Wehmut muss nicht aufkommen, denn Palla porträtiert anschaulich und oft lakonisch hartes Handwerk und Lebensumstände, die zum Glück überwunden sind; soziale Nischen, die auch gegen die Konkurrenz verteidigt werden mussten. Dort gedieh zuweilen eine eigene kulturelle Identität, mit Liedern, Tänzen und Witzen, die damals zwar in den Feuilletons gefeiert wurden und uns heute allenfalls noch als Redewendungen und aus der Literatur bekannt sind. Im wirklichen Leben schufteten etwa die Wäscherinnen oder Wäschemädels im Wien der Biedermeierzeit unter schwersten Bedingungen und für karges Entgelt gegen eine großstädtische Konkurrenz, der sie nur bedingt standhielten, woran die schönen Lieder und ihre Schlagfertigkeit nichts änderten.
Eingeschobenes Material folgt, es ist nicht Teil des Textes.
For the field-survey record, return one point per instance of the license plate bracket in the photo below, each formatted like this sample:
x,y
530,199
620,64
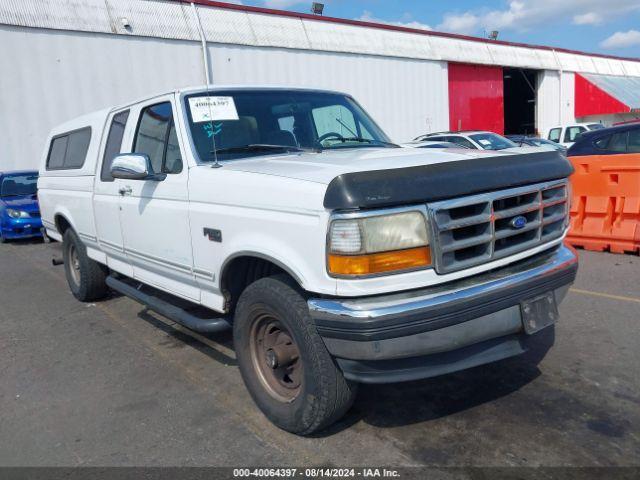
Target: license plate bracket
x,y
539,312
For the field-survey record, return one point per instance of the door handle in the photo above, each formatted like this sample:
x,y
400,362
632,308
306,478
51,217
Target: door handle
x,y
125,191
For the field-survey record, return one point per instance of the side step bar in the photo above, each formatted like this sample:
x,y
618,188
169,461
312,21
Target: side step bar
x,y
177,314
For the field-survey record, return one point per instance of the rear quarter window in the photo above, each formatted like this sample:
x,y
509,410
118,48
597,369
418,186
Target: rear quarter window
x,y
69,150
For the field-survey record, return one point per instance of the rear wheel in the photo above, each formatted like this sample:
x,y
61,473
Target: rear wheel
x,y
284,363
86,277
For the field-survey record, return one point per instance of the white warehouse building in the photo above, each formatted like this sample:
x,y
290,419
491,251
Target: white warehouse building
x,y
64,58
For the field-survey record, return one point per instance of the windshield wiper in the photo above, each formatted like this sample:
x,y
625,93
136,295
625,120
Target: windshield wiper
x,y
259,147
369,140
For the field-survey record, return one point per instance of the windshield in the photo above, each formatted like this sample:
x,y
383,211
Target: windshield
x,y
492,141
259,122
24,184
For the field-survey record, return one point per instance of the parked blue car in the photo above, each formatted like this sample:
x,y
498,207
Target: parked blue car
x,y
19,211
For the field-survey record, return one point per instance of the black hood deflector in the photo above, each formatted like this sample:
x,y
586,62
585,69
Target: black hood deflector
x,y
428,183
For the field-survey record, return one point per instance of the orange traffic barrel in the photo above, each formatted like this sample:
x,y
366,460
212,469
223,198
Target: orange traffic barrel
x,y
605,207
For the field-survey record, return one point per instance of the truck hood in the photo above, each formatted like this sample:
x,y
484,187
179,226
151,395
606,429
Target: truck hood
x,y
323,167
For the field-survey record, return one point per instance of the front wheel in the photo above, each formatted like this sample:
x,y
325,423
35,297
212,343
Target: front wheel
x,y
284,362
86,277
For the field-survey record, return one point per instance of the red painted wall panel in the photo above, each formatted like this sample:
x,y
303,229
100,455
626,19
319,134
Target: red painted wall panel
x,y
592,100
476,98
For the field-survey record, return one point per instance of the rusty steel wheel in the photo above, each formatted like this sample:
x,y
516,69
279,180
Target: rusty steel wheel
x,y
275,358
284,362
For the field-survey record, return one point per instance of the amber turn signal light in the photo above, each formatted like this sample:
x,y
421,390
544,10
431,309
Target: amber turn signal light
x,y
380,262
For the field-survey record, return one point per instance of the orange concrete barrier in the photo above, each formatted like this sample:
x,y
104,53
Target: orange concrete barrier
x,y
605,207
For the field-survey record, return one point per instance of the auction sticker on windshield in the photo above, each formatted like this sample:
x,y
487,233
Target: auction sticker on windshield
x,y
207,109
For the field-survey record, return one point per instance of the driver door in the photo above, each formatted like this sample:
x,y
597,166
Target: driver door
x,y
155,214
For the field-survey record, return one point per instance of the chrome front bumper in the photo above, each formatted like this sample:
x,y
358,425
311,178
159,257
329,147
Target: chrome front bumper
x,y
437,320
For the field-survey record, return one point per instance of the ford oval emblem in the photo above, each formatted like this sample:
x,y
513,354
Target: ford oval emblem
x,y
518,222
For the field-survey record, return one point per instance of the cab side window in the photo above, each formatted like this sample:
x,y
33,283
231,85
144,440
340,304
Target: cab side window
x,y
156,136
69,150
461,141
572,133
114,144
614,143
633,142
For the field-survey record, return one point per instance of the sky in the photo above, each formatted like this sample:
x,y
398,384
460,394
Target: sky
x,y
599,26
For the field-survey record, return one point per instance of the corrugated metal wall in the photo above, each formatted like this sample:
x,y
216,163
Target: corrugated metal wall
x,y
49,77
172,19
405,97
57,75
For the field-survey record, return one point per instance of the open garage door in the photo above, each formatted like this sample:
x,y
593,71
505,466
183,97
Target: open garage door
x,y
520,87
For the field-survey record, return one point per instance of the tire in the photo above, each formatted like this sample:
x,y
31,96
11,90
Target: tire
x,y
86,277
323,395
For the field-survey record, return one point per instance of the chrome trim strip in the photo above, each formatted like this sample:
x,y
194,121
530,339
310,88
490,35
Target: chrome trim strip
x,y
160,261
401,304
90,238
207,275
113,246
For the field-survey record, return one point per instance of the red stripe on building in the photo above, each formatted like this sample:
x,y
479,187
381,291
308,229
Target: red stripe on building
x,y
592,100
476,98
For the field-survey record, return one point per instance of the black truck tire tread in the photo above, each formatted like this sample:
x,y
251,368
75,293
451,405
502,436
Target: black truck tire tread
x,y
331,394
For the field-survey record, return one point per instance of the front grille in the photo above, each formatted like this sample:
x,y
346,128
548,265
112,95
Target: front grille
x,y
473,230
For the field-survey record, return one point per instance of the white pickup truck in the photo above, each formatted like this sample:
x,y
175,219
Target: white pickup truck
x,y
335,256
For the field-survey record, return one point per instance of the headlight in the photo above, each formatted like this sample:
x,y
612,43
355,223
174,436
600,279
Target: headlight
x,y
17,213
378,244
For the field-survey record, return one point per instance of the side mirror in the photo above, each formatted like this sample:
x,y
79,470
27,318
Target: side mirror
x,y
134,166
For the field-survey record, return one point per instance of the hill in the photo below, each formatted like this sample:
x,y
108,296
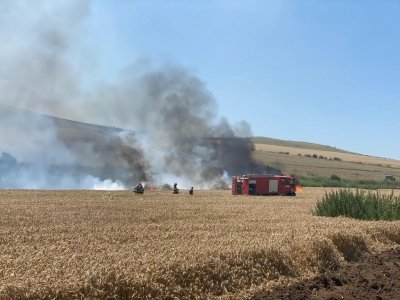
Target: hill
x,y
295,144
301,158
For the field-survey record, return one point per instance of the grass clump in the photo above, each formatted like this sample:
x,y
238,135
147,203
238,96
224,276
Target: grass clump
x,y
336,181
360,205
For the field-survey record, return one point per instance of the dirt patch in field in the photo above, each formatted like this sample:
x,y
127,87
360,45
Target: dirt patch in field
x,y
373,277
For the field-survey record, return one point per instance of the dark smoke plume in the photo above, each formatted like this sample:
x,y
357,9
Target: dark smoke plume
x,y
157,123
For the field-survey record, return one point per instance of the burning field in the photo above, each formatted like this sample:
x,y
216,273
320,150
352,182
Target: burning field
x,y
212,245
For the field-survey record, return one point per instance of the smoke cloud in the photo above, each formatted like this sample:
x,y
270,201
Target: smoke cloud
x,y
156,124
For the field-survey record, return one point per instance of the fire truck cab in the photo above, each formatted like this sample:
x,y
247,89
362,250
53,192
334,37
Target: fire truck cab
x,y
264,185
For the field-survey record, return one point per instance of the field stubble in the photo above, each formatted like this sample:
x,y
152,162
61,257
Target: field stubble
x,y
98,244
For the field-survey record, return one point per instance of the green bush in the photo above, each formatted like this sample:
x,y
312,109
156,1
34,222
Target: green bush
x,y
359,205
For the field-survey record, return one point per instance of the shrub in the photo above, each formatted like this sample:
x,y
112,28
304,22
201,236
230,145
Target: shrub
x,y
359,205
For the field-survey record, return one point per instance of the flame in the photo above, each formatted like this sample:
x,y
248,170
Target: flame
x,y
149,187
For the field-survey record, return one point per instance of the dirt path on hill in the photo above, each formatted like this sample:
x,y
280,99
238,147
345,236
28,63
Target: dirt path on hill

Es waren nicht nur Maschinen und technologischer Fortschritt, die traditionelle Berufe verdrängten, sondern auch eine immer komplexere Arbeitsteilung und die zunehmende Verstädterung. Der Gassenkehrer von einst, ein wegen seiner schmutzigen Dienstleistung meist verachteter Beruf, existiert heute als Müllmann der Stadtwerke weiter. Auch das eine harte Arbeit, doch respektiert - spätestens dann, wenn man ein paar Streikwochen und Müllberge vor der Haustür überstanden hat. Andere sind als exklusive Handarbeitsprodukte zurückgekehrt, ohne dass jedoch der dazugehörige Beruf - zum Beispiel ein Seifensieder - dem Käufer vorstellbar wäre. Und wo die Farben, mit denen heute Massenware wie Jeans gefärbt wird, herkommen, will sich der politisch korrekt erzogene Mensch lieber gar nicht vorstellen.
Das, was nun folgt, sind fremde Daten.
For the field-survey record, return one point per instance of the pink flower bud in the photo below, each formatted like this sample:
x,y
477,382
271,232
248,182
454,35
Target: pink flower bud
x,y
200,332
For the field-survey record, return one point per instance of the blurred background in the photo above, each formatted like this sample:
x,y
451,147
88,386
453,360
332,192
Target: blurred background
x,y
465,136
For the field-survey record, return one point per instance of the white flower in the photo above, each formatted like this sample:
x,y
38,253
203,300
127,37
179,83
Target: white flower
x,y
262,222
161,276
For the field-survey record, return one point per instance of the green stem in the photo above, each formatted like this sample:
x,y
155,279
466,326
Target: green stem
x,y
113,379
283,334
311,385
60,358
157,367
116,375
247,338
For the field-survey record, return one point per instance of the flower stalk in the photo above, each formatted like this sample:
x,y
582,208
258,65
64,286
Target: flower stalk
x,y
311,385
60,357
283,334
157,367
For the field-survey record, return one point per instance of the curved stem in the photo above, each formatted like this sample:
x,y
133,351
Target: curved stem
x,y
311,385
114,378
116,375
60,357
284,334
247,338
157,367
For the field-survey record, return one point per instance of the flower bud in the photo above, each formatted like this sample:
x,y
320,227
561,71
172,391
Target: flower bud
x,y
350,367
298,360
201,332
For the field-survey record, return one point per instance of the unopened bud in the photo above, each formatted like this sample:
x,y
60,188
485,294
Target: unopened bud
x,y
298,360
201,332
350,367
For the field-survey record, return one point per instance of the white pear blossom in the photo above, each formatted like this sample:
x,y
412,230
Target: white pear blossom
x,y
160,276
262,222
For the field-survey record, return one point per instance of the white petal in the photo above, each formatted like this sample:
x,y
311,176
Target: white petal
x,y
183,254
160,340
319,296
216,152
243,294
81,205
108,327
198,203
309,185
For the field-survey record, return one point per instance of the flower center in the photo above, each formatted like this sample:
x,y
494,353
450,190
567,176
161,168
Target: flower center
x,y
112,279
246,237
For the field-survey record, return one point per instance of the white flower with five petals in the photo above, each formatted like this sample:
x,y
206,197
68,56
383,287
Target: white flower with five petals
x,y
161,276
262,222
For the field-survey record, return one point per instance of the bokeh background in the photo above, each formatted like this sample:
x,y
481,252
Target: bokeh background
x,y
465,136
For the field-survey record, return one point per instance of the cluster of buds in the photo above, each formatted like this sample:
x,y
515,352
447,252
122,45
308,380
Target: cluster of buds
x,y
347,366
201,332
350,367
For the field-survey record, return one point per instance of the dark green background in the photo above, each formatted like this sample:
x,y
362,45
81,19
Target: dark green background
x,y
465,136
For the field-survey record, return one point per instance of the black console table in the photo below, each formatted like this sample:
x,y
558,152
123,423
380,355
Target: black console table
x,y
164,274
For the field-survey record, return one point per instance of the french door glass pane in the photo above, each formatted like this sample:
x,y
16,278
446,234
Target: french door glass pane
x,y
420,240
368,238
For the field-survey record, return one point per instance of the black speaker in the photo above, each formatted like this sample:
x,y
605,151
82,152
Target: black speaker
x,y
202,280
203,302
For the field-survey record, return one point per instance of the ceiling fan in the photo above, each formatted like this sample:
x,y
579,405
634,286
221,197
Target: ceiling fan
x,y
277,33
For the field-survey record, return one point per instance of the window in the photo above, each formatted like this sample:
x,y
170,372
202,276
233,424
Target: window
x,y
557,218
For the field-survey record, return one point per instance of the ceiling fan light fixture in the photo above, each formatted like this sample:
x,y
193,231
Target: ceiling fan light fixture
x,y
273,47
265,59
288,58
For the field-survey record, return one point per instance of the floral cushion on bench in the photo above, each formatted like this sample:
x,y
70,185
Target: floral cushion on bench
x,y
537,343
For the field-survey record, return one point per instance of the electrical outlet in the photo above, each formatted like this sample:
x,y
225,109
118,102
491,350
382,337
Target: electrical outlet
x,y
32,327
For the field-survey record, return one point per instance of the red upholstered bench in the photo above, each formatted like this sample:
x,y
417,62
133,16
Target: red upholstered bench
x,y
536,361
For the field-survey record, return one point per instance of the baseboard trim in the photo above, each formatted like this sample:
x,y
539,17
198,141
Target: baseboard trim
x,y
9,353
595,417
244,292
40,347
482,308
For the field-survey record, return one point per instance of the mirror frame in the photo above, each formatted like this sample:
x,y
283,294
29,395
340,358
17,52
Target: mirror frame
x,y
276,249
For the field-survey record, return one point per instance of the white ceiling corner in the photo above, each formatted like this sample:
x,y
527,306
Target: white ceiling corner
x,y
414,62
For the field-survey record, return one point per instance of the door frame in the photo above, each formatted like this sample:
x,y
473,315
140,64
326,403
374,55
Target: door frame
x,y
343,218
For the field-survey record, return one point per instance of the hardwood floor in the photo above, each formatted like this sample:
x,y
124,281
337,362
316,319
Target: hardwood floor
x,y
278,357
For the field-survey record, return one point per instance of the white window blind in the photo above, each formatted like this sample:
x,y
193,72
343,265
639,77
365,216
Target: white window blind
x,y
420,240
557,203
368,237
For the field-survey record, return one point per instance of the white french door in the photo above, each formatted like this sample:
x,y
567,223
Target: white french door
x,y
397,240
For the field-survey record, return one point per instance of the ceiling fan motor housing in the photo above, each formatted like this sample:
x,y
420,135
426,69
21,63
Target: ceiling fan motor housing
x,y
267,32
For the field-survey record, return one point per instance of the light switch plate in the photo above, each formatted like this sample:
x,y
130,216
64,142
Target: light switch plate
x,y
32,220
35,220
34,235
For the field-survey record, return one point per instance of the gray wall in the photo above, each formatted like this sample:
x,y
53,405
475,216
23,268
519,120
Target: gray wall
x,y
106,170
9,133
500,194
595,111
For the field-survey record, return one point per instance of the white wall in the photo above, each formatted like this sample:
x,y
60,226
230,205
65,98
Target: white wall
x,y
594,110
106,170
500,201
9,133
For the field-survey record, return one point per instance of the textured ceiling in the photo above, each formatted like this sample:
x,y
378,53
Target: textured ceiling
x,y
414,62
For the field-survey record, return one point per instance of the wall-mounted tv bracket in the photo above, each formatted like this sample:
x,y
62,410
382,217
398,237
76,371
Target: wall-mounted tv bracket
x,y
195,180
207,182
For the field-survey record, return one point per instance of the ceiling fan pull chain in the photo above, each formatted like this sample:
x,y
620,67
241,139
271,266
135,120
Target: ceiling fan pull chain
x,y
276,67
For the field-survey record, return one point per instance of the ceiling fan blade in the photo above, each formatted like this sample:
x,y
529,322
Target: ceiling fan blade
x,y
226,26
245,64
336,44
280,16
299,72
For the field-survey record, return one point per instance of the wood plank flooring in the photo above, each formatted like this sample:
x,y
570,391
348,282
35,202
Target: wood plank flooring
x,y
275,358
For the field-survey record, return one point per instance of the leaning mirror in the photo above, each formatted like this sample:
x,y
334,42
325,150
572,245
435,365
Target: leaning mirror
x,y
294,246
Jahrhundertelang aber war es üblich, dem eigenen Tun, der Existenz, von der man lebte, und mochte sie noch so schwer sein, einen eigenen Namen zu geben. Der war mit einem Stolz verbunden und vorstellbar auch für andere. Ein Wasserstiefelschuster etwa war ein geschätzter Spezialist, der Schuhwerk für Fischer und Kanalarbeiter herstellte: Jeder Handgriff musste sitzen, sonst drang das Wasser ein. Doch wer könnte sich heute sofort etwas vorstellen unter Berufen wie Mechatroniker oder gar Kommunikationsdesignerin, wenn er ihn nicht selbst ausübt? Wüsste, was nur sie können, welches Werkzeug sie verwenden, welches Produkt sie vertreten und vor allem, wo man diese Arbeiten ausübt? Eine Kommunikationsdesignerin, so erfährt man im Internet aus sogenannten Berufssteckbriefen, arbeite vorzugsweise in Büros und in Besprechungsräumen. Mehr, also eigentlich nichts, muss man wohl heute nicht mehr wissen.
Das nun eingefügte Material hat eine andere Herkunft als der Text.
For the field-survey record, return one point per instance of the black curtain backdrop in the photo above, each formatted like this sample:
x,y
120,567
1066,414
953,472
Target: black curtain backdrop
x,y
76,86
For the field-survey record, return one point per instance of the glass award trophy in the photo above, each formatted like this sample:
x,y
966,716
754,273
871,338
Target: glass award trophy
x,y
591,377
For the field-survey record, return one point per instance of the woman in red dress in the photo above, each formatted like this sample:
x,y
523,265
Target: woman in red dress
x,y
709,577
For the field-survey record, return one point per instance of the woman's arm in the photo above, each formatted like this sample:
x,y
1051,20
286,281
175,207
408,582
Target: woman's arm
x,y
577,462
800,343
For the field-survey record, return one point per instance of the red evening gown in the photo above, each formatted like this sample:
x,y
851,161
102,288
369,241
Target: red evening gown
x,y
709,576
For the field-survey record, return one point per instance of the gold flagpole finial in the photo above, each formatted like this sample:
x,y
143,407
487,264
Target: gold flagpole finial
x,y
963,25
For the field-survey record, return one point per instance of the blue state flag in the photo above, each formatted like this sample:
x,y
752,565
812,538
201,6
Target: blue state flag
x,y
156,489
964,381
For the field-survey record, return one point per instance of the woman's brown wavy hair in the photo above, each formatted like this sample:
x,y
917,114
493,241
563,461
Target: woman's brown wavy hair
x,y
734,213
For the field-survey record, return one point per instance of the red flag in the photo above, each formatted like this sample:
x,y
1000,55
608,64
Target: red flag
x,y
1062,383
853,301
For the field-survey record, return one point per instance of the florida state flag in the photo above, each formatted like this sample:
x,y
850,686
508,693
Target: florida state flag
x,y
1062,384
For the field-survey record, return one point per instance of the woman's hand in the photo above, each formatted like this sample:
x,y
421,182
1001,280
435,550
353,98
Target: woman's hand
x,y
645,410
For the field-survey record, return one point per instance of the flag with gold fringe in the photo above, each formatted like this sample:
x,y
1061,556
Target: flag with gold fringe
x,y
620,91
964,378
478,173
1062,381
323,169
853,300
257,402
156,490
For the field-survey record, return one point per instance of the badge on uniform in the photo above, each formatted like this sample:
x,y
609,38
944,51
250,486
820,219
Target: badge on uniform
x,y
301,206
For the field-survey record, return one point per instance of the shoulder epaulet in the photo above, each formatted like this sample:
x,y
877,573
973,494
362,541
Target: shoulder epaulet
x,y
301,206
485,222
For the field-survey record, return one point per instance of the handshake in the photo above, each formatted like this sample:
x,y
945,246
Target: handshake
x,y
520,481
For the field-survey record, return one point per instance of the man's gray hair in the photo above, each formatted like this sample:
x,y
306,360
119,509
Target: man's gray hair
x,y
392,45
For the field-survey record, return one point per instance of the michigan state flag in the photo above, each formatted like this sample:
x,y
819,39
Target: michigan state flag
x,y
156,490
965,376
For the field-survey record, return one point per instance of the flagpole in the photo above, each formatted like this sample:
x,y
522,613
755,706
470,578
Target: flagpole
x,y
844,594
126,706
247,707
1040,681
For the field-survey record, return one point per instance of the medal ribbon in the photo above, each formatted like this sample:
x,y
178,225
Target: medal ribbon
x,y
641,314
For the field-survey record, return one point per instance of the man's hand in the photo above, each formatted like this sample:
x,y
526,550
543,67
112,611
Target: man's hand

In Rudi Pallas Lexikon der verschwundenen Arbeit aber entdecken wir nicht nur konkrete Menschen, die zu bestimmten Zeiten einer klar benannten Arbeit nachgingen und warum. Unter den einzelnen Stichworten wird der Leser zudem in ein Geflecht von Waren und ihren Wegen verwickelt, die Geschichte der Arbeit mit einer Mentalitätsgeschichte verknüpft. Der jetzt im Brandstätter Verlag erschienene Band ist eine aktualisierte Wiederauflage; wunderbar gestaltet, noch reicher und origineller illustriert. Er macht außerdem mit zahlreichen neuen Stichworten auf einen entschwundenen Reichtum auch unserer Alltagssprache aufmerksam.
REGINA MÖNCH.
Rudi Palla: "Verschwundene Arbeit". Verlag Christian Brandstätter, Wien 2014. 272 S., zahlr. Abb., geb., 35.- [Euro].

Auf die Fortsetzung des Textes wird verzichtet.